No one can ever fault a business for wanting to improve customer satisfaction, loyalty, and lifetime value. It is in a company’s DNA. Isn’t it? Well, if it isn’t, it better be in this increasingly competitive, fractured, and over-communicated business environment. And isn’t that what measuring customer satisfaction is all about?
It’s a funny thing, however, because customer satisfaction “scores” will get you only partially there, as measuring can be loaded with problems. Here are three rules for avoiding those problems:
- Never try to measure satisfaction with one question: On a scale of 1 – 5, how satisfied are you with…, because it gives you an incomplete picture of the situation or your relationship with the customer. There is no way you can know why the customer is or isn’t satisfied, or what you can do to fix it. It is unrealistic for you to expect that this single question will give you actionable data. Always follow up with…”Why?”

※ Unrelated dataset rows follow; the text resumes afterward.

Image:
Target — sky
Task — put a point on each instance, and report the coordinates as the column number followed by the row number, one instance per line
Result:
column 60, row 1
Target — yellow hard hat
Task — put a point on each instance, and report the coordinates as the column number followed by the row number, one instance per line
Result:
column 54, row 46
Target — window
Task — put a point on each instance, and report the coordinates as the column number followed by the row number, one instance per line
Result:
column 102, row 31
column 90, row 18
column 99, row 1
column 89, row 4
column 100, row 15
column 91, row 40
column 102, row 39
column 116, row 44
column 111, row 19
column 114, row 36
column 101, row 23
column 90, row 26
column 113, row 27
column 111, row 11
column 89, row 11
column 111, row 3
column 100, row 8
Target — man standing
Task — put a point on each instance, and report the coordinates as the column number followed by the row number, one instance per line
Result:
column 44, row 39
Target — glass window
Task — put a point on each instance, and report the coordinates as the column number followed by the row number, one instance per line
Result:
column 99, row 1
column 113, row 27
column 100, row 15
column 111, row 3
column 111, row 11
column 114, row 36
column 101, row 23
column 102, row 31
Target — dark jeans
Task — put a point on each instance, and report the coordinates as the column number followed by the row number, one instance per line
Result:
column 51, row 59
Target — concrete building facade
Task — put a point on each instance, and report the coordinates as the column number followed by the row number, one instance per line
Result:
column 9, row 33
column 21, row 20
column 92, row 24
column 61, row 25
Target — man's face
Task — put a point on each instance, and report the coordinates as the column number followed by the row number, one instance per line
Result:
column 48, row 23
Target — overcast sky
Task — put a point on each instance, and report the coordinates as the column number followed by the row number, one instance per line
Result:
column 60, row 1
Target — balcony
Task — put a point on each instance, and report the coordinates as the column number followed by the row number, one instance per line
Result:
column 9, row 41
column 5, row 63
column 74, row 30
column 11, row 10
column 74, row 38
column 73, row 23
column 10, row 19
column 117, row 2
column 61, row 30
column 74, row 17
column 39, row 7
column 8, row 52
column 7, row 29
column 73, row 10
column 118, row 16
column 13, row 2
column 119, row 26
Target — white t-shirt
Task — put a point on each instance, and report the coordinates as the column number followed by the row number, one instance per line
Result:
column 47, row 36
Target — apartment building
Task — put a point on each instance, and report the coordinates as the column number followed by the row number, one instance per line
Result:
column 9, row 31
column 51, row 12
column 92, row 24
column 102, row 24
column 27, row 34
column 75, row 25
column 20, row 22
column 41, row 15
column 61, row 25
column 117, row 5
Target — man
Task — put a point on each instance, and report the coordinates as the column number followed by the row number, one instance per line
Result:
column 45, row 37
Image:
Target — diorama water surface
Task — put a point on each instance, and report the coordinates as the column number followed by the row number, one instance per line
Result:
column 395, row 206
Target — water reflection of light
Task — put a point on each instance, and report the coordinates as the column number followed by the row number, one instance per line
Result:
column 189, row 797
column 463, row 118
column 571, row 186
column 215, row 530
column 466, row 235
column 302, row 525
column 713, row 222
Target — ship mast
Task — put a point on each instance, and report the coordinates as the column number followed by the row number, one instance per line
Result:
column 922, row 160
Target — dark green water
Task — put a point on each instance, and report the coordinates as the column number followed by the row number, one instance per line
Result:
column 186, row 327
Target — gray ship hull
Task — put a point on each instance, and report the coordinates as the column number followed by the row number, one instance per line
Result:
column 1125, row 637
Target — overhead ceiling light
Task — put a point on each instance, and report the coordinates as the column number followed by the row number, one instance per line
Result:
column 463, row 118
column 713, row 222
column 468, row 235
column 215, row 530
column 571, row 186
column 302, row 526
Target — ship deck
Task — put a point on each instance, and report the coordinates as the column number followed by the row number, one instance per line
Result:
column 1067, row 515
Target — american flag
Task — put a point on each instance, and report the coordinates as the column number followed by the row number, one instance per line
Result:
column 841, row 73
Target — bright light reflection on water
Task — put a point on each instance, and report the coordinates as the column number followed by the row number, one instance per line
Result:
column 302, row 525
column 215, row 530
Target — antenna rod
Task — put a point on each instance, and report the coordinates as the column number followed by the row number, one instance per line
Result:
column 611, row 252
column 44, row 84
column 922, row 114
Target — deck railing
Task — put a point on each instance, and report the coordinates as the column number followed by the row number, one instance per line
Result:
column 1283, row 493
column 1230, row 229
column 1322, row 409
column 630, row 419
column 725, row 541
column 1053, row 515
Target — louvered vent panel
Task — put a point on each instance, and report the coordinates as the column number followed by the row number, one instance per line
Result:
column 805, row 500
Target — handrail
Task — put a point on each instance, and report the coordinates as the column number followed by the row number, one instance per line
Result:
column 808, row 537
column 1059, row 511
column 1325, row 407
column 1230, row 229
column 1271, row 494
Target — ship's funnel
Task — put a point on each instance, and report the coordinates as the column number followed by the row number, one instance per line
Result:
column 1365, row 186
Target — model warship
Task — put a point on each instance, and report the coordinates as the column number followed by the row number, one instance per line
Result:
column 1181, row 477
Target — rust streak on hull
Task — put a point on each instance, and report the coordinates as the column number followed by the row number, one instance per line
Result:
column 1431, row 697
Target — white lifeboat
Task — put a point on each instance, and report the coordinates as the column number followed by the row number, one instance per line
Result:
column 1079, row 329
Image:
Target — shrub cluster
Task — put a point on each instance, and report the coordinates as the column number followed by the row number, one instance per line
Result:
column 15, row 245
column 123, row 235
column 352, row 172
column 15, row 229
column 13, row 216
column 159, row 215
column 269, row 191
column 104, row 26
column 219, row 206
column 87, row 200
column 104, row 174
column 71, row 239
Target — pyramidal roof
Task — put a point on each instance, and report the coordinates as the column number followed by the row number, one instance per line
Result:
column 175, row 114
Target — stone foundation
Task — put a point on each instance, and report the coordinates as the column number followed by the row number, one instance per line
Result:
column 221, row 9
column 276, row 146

- Satisfaction is often equated with loyalty, and they are two completely different customer emotions. Satisfaction is short term; loyalty is long term. You don’t want short term customers; you want lifetime value customers. And, satisfaction, by itself, can’t predict your long term growth.
- Satisfaction is too often measured in a vacuum, not taking your competitors into consideration. Satisfaction is a “closed system” – i.e. your company, your product, and your customer. Loyalty, on the other hand, is an “open system” – i.e. your company, your product, your customer, and your competitors.
So as you think about how to assess the relationship between customer satisfaction and your business, remember that satisfaction is simply a tool in your marketing tool kit. Don’t let it be a trap.